Wednesday, April 27, 2011

My Daily Bread

If you ever visit Maastricht (or anywhere else in the Netherlands, for that matter) one thing you will probably notice right away is that the Dutch love their bread (brood, pronounced with a short “oh” not a long “oo”). No low carb diets here: sandwiches (broodjes) of cold cuts and cheese are a prominent feature on lunch menus, and there’s practically a bakery on every corner. Which makes sense, seeing as the southern provinces of Zeeland and Limburg (where Maastricht is located) are traditionally the best grain-growing regions of the country. Bakeries typically stock the usual kinds of bread you’d find in the United States and other Western European countries: white (wittebrood), whole wheat (volkorenbrood), rye (roggebrood), etc., along with baguettes, various seeded and multigrain varieties, and rolls (and pastries of course!). You can buy just a portion of a loaf if you don’t want a whole one (very convenient for two-person households), and the baker will use a nifty machine to slice it for you at no extra cost.

I’ve made the rounds of almost every bakery within walking distance of our apartment, on both sides of the river, and I’ve tried a number of breads and sweets from a bunch of different places. I like to go to shops where it seems as if the bread is baked onsite (a lot of specialty shops that sell gourmet breads, cheeses, spreads and things outsource their loaves from a bakery, which doesn’t make them any less quality, it’s just fun to shop onsite while I have the chance. How often do you run into an actual bread bakery in the States, after all?).

Luckily I don’t have to go far; there is a bakery right next door to us called De Bisschopsmolen, “The Bishop’s Mill,” that doesn’t just make their own bread, they make their own flour for the bread as well. It’s a traditional working water mill, the oldest in the country, dating from the 7th century (I don’t think the building and mill there now are original; I think those are from the 1700s, and are definitely restored. I’m working primarily from the mill’s Dutch website translated using Google, so you never know). They get most of their grain from local farmers, and deliver some of their milled grain to the Gulpener brewery, makers of Korenwolf hamster beer!

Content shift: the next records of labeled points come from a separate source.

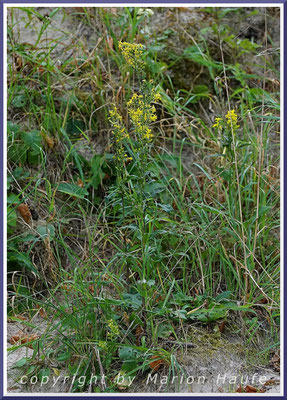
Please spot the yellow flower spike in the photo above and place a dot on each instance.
(231, 118)
(217, 123)
(133, 54)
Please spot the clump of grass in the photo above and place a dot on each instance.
(134, 245)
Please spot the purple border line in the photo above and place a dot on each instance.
(283, 115)
(145, 1)
(2, 169)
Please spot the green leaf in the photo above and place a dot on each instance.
(19, 101)
(134, 300)
(64, 356)
(223, 296)
(43, 372)
(21, 362)
(127, 353)
(21, 259)
(32, 139)
(46, 230)
(72, 190)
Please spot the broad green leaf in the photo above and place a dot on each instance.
(72, 190)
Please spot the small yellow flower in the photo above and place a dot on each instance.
(218, 123)
(231, 118)
(133, 54)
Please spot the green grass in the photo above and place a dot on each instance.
(207, 240)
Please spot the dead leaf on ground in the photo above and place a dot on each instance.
(23, 339)
(25, 213)
(155, 365)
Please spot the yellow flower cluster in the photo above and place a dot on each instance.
(142, 114)
(133, 54)
(231, 118)
(103, 345)
(217, 123)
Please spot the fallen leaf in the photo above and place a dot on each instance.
(221, 327)
(271, 382)
(25, 213)
(250, 389)
(154, 365)
(23, 339)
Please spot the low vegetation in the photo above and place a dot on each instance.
(140, 206)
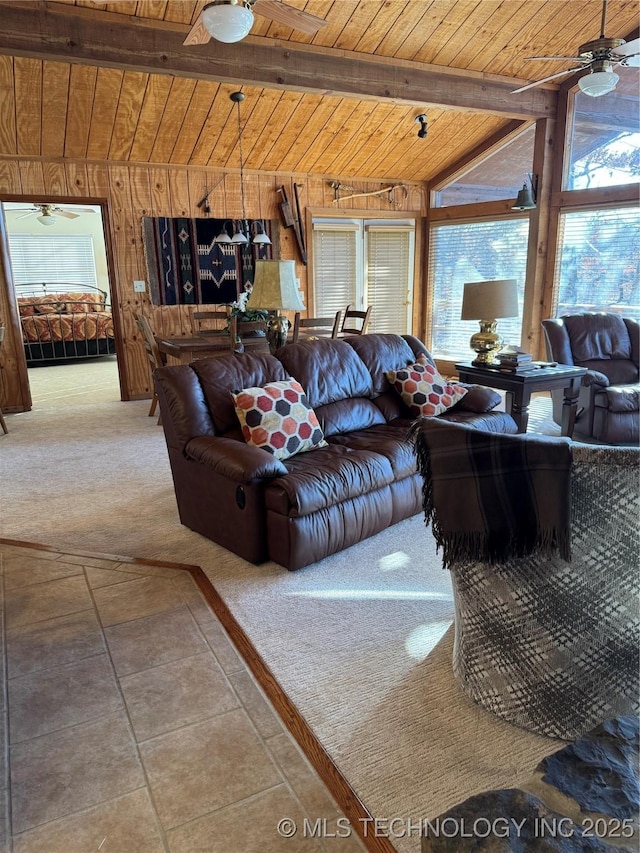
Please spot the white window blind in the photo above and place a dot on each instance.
(598, 261)
(472, 251)
(389, 277)
(52, 258)
(334, 268)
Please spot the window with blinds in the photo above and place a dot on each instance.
(335, 267)
(53, 258)
(389, 277)
(598, 261)
(365, 263)
(472, 251)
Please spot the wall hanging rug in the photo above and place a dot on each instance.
(186, 267)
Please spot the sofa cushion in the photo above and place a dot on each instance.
(329, 476)
(380, 353)
(597, 336)
(390, 440)
(617, 399)
(229, 373)
(423, 390)
(328, 369)
(278, 418)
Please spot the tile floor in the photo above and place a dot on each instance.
(131, 724)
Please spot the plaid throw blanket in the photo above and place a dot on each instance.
(491, 497)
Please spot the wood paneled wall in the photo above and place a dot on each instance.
(129, 192)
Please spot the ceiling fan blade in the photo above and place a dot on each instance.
(545, 79)
(281, 13)
(198, 34)
(563, 58)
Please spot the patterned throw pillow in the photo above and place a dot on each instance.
(423, 390)
(278, 418)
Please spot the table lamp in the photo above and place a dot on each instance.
(486, 301)
(275, 288)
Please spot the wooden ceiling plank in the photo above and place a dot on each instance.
(345, 136)
(82, 85)
(173, 118)
(8, 138)
(103, 115)
(329, 134)
(55, 95)
(199, 107)
(146, 48)
(132, 92)
(219, 113)
(410, 31)
(458, 23)
(28, 89)
(308, 123)
(265, 113)
(270, 134)
(382, 24)
(151, 113)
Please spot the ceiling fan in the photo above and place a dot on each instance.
(599, 56)
(231, 20)
(47, 214)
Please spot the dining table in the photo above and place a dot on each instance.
(188, 349)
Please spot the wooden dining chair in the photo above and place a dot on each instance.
(201, 321)
(354, 322)
(327, 327)
(156, 358)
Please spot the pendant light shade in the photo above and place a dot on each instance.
(228, 21)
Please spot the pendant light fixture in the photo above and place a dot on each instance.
(239, 236)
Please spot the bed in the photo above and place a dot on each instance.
(64, 321)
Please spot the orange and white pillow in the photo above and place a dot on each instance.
(278, 418)
(423, 390)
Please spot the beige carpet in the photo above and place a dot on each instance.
(360, 642)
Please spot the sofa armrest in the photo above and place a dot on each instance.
(594, 377)
(478, 399)
(239, 462)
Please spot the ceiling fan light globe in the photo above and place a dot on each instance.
(598, 83)
(228, 21)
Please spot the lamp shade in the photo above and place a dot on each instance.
(275, 287)
(598, 83)
(227, 20)
(488, 300)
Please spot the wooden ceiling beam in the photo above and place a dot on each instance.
(58, 32)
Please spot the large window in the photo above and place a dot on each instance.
(365, 263)
(598, 261)
(52, 258)
(472, 251)
(605, 138)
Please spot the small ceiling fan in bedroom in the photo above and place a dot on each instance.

As for their bread products, the Bishop’s Mill is distinctive because they use Kollenberger spelt, a traditional medieval grain. Their bread is soft and light and very flavorful. In addition to the typical wheat breads and rolls, they also produce specialty breads with ingredients like yogurt, nuts, honey and beer (Gulpener, of course); savory products like sausage rolls and pizza-type things (a lot of their ingredients, if not local, seem to come from Spain); and, of course, sweets like cookies, cakes, and the famous Limburg specialty, vlaai (see photo above). Vlaai translates roughly to “flan,” but it’s actually a pie, similar to an American-style pie but flatter, if that makes sense. They can be large or individually-sized, with three main varieties: fruit fillings (apricot* and cherry seem to be particularly popular) with a lattice crust sprinkled with pearl sugar; vanilla custard with a crumb topping (kruimelvlaai); or a kind of rice pudding (rijstevlaai).  

*I can recommend this one! Though the crust is a bit chewy compared to the flaky, shatter-at-the-touch of a fork quality many Americans associate with pie crust. According to The Dutch Table, this is because it’s made with a yeast dough rather than a pastry one.

These things are all available to go, of course, but there is also a little café located in the rooms between the mill itself and the retail counter where you can sit down to lunch on some of their products. I haven’t eaten there yet, but I imagine it would be pretty cool to know that what you are eating was literally produced right next door. The tourists certainly seem to enjoy it; there are often hordes of them taking tours through the mill (which apparently offers workshops as well) and eating in the café on weekends. Oh well, one of the perils of living in the heart of a medieval city, I guess.